La Reina giró la cabeza desesperada, buscando al niño con la mirada, pero estaban solas en sus aposentos.

—Has aceptado todas mis ofrendas —le recordó Emma—, eres tan culpable como yo.

—Tú…

—Matarme por ello infringiría todas las leyes de hospitalidad.

—Me has hecho cómplice del crimen sin mi conocimiento —rugió la Reina—. Me has hecho cómplice de un crimen que atenta contra mi propia naturaleza y la de los míos: en cuanto dejes mi reino, te haré pagar por ello.

—Pagaré —dijo Emma—, lo prometo yo misma: siete años por cada encargo que he cumplido. No dejaré esta corte hasta que sea tierra y cenizas. ¿No es eso lo que querías igualmente: tenerme a tu lado para siempre? Tienes otros hijos, pero pintar para ti solo puedo hacerlo yo.

La Reina dirigió de nuevo la mirada hacia el ave fénix retratada y tragó saliva con dificultad.

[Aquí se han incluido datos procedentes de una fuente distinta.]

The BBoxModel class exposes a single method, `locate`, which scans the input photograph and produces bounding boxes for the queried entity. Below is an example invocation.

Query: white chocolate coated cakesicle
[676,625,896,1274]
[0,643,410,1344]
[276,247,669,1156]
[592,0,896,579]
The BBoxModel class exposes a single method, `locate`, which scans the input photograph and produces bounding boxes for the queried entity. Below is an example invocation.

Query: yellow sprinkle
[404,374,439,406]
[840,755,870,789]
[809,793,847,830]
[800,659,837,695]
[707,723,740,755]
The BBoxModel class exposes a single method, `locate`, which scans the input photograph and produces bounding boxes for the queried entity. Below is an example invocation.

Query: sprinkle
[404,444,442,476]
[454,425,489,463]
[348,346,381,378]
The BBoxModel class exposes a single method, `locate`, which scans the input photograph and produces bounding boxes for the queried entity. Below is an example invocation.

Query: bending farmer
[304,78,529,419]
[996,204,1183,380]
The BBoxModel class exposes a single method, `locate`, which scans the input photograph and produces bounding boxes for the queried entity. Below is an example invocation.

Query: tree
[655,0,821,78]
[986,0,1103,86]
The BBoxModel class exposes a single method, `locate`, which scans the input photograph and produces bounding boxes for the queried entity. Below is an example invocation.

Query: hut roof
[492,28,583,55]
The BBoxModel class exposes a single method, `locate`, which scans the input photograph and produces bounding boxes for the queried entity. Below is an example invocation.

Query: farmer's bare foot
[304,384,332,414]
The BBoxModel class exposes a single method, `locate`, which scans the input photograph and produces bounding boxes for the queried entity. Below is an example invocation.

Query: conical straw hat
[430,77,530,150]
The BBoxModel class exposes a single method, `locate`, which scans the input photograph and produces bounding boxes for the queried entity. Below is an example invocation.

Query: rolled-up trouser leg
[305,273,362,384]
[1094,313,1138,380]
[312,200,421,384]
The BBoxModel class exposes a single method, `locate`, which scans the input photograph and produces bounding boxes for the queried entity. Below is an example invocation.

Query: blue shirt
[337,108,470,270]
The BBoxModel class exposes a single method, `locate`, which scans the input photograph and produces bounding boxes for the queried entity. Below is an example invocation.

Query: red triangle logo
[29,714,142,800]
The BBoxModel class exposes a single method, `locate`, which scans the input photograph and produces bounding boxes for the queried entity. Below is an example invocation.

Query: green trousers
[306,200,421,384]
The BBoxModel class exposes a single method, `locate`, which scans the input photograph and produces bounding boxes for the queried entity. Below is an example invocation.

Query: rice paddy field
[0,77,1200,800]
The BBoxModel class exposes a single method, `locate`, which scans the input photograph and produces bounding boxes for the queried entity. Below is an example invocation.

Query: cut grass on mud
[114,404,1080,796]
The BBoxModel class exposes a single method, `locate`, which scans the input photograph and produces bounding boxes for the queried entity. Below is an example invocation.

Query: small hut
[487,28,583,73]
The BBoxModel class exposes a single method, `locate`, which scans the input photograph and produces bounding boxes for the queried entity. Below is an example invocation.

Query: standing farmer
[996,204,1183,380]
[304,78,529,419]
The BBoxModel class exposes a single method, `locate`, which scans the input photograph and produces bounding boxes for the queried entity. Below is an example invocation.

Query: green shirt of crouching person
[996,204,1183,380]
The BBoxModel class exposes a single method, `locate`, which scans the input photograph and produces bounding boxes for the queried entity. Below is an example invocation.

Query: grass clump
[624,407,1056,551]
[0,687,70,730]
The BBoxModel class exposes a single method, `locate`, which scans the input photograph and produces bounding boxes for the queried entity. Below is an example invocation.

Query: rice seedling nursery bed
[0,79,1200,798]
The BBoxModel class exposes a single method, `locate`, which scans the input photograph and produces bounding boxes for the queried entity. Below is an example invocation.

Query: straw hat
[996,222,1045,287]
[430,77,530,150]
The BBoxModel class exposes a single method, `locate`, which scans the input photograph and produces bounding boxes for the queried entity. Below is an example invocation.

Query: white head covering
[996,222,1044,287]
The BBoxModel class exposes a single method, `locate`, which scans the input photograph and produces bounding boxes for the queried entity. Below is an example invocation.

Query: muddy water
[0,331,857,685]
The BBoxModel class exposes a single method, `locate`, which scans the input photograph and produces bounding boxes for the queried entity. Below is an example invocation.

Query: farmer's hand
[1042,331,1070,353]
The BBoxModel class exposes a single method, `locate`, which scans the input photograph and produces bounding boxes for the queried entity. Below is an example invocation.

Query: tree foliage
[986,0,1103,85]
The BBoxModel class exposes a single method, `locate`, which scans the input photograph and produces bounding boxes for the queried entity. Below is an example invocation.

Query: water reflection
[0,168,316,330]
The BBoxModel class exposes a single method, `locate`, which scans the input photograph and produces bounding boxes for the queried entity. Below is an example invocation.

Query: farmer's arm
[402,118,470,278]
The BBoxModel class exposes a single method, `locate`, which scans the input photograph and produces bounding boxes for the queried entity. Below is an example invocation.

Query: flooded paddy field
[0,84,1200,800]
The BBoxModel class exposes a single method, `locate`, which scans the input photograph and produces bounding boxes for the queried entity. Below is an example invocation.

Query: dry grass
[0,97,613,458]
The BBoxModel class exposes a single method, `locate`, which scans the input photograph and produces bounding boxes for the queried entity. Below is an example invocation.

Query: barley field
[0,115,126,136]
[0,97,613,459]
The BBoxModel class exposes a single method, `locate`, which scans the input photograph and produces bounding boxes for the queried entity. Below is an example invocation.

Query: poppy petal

—¿Siete años por cada encargo? Es precioso…

Emma esperó.

—¿Nadie tiene por qué saberlo, entonces? —preguntó la Reina, sin apartar los ojos del cuadro.

—Nadie —aseguró Emma.

—Realmente el cuadro es lo suficientemente hermoso… Trato hecho —dijo la Reina—: siete años por cada encargo. Más de un siglo de servidumbre. Y tengo un encargo para ti, además: píntame las prímulas de la colina bañadas por la luz del amanecer, son las flores favoritas de mi hija. Y no tardes, querida, sabes que tu vida depende de ello.